Everything was going according to plan in 1304. Pope Benedict XI died that year, and the conclave was proceeding normally. Except that it kept going on and on. (The last conclave to elect the present pope lasted three days.) After eleven months(!!), the conclave elected a new pope: Clement V. He was French and living in France, and so the coronation occurred in France in front of the king. After that, though, he settled in Avignon, France instead of moving to Rome; he died there in 1314.
The next conclave did not meet for over two years; during that time the Catholic Church had no pope. Eventually the conclave met in Lyons, France and another Frenchman was elected pope, John XXII in 1316. He decided to live in Avignon, France instead of in Rome. As a matter of fact, so did the next five popes, from 1316 to 1377.
(This approximately seventy-year period has been nicknamed the "Babylonian Captivity of the Church" from the seventy years that the Jews were held in captivity by the Babylonian Empire in the sixth century BC.)
In the absence of a pope in Rome for so long, problems arose in Italy. Eventually Pope Gregory XI (the seventh Avignon pope) decided to visit Rome in an attempt to restore order. He entered Rome on January 17, 1377. His visit was a rocky one, and he considered returning to Avignon. However, he died in Rome on March 13, 1378.
A new pope was elected in Rome, Urban VI (1378-1389). Once elected, though, his personality and character changed. This caused division among the cardinals. Some of the cardinals gathered and elected a new pope, Clement VII (1378-1394). And where did this new pope live? Avignon. Now two men claimed to be pope.
Both sides continued to elect popes as their own popes died. In 1409 cardinals on both sides agreed to meet at a Council of Pisa. They deposed both popes and elected another pope, Alexander V (1409-1410). However, neither of the other popes agreed to step down: stalemate with three popes. Alexander died the next year, and John XXIII was elected (1410-1415). But he did not die while being pope. This is what happened.
Another Council was called, this time in Constance. John XXIII was deposed at the Council of Constance and placed in prison. The pope in Rome, Gregory XII, resigned. The pope in Avignon was also deposed. (He lived out his life believing he was the true pope.) The Council of Constance elected a new pope, Martin V, and the Catholic Church was back to one man who claimed to be pope.
Two notes of interest.
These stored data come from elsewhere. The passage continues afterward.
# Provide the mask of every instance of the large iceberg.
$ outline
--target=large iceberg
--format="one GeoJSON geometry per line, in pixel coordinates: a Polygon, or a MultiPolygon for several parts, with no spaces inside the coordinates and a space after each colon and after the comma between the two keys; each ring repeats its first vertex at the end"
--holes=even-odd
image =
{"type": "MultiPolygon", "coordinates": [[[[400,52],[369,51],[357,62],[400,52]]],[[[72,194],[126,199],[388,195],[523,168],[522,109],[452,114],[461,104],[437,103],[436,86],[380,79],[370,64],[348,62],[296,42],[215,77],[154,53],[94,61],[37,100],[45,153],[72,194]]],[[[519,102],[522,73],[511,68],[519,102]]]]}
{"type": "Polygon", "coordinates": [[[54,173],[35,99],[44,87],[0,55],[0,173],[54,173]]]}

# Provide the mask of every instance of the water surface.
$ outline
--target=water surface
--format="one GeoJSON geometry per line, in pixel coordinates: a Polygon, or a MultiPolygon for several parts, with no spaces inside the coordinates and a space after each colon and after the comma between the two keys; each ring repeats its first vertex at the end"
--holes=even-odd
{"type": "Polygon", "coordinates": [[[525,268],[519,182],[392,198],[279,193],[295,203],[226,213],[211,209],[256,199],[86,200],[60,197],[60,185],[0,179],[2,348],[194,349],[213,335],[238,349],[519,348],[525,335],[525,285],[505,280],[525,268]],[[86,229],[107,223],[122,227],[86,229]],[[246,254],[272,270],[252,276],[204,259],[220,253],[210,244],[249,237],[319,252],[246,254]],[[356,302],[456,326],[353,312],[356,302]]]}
The men who claimed to be pope during the "Babylonian Captivity" are considered to be true popes. Those who lived in Avignon and claimed to be popes while there was a pope in Rome are officially known as "antipopes," meaning they were not really popes. Also, the two popes who came out of the Council of Pisa, Alexander V and, upon his death, John XXIII, are also known as antipopes. That is why another man could choose the name "John XXIII" when he became pope in 1958.